Since becoming the largest U.S. city ever to file for Chapter 9 bankruptcy, Detroit has announced a plan to rid its balance sheets of more than $18 billion in debt.
The plan involves spending $1.5 billion over 10 years to demolish blighted properties, fix street lighting, and improve public safety and transport services, among other improvements. If the plan succeeds, emergency manager Kevyn Orr said, "Detroit [will] become once again a city in which people want to invest, live and work."
While the plan has been met with some hostility from bondholders, many -- including the city's last resident car-manufacturer, General Motors (NYSE:GM) -- believe that bankruptcy marks "a clean start" for the city.
Real-estate investors seem inclined to agree and are snapping up property at heavily discounted prices; in fact, Detroit is now the fourth-most popular destination for Chinese real-estate investors, who are buying houses by the hundreds without even having seen them.
Meanwhile, stock market investors are eyeing up Detroit businesses such as General Motors, DTE Energy (NYSE:DTE), and Comerica (NYSE:CMA), which have held their own even as the city has fallen on hard times.
Here's a snapshot of three of Detroit's homegrown stocks and why they represent an exciting investment opportunity as the city recovers.
General Motors investors have seen their shares rise 25% over the past year. The share price dipped in February of this year when the company recalled 3.3 million vehicles with faulty ignition switches known to cause airbag failure.
But GM impressed at the Detroit Auto Show 2014, showing how far the company has come in the last five years and suggesting a bright future. According to Javier Valiente of RealTimeInvestment.com:
The company has made the biggest push of any to create a "smart" vehicle, capable of connecting with phone apps and other home devices. 2015 Chevys will come with an app store, as GM tries to foster a technology ecosystem around its cars. In the meantime the flagship Chevrolet ("Chevy") brand won American Auto Writers' prize for both best car and best truck of 2014.
Auto analysts believe that by breaking away from its traditional designs and positioning itself as a forward-thinking company, GM will continue to climb. In the words of Reuters managing editor Paul Ingrassia, General Motors "has a new lease of life; it's highly profitable."
The ignition switch scandal has dinged GM's stock, but I believe the damage is temporary. For comparison, we can turn to Toyota (NYSE:TM), which recalled more than 9 million vehicles between 2009 and 2011 due to problems with acceleration pedals. But far from suffering long-term effects, the stock has gained a respectable 50% since the recall was announced in September 2009. In 2013 alone, Toyota recalled more than 6 million vehicles for three separate defects. Despite this, TM's share price has grown 11.5% over the past year.
So, regarding GM, while the short-term damage is not insignificant, manufacturer recalls don't typically have a lasting effect on a company's share price. In fact, JPMorgan Chase analyst Ryan Brinkman suggests that shares could have as much as 50% upside when the dust settles.

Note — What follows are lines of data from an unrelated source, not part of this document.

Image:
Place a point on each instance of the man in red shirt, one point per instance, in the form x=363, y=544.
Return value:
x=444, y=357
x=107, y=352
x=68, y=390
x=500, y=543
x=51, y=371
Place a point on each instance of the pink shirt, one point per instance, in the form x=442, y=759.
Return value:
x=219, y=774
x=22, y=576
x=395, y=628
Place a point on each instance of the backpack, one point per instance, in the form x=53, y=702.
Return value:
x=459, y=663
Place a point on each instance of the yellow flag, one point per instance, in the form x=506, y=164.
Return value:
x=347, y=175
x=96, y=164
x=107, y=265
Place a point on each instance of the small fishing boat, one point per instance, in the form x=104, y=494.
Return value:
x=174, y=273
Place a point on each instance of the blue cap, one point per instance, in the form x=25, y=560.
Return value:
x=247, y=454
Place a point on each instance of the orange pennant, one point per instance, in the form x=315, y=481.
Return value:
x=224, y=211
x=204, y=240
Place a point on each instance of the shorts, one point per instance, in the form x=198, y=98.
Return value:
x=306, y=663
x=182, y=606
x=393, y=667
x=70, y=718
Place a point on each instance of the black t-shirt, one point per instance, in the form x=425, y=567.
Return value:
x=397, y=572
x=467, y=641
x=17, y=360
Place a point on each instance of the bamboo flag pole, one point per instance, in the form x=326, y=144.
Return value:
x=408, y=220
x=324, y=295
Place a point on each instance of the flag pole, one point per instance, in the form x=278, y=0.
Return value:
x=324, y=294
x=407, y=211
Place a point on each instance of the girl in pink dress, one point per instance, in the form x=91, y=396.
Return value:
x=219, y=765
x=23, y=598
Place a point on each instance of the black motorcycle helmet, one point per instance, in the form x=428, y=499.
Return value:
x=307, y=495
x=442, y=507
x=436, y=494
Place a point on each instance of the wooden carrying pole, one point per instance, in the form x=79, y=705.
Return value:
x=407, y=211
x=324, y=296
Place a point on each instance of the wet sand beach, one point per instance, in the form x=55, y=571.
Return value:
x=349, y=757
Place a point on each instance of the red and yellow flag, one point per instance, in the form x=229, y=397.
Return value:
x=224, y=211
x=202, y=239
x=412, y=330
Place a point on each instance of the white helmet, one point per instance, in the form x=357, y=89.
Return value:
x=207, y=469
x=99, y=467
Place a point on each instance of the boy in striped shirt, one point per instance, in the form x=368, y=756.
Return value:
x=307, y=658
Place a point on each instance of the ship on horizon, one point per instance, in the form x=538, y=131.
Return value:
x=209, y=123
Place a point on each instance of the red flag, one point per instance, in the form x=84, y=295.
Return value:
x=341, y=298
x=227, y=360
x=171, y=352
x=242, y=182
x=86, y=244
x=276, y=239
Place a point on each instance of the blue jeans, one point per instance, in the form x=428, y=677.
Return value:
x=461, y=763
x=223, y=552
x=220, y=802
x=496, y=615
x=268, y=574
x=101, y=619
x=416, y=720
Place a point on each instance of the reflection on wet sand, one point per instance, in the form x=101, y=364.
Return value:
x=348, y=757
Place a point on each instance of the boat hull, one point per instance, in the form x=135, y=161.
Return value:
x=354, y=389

DTE Energy's share price has risen 7% over the past year and is currently close to its all-time high. DTE sells electricity and natural gas through two utility subsidiaries. There are also a number of unregulated business segments under the DTE umbrella that diversify the company's income stream, including one of America's biggest coal-transportation companies.
Utility companies typically face very little competition, as the industry is regulated by the government, and the cost of building infrastructure for utilities is prohibitively high. Indiana Michigan Power, a branch of American Electric Power, is perhaps DTE's closest rival. However, it only serves areas of Southwest Michigan.
DTE is unique in that it serves the whole of Michigan, meaning that it is poised to profit from the population growth in recovering Detroit as new workers and residents move into the region. In the meantime, DTE's diversified business segments will continue to provide revenue from beyond the state borders, protecting it from fluctuations in the local economy.
Founded in Detroit, Comerica is among America's 25 largest banking companies. Although Comerica moved its headquarters to Texas and is shifting its focus westward, Michigan remains one of Comerica's main geographical markets, having accounted for 29% of net income in 2013.
Because Comerica bases its interest rates on floating measures such as Libor, the bank and its shareholders are poised to benefit from rising interest rates. And, like DTE, Comerica is likely to benefit from population growth in Michigan, where a large portion of its banking centers are located.
The bottom line
The strong performance of Detroit's homegrown companies will be instrumental in the city's recovery, which in turn will attract residents and workers and drive the share prices to new heights.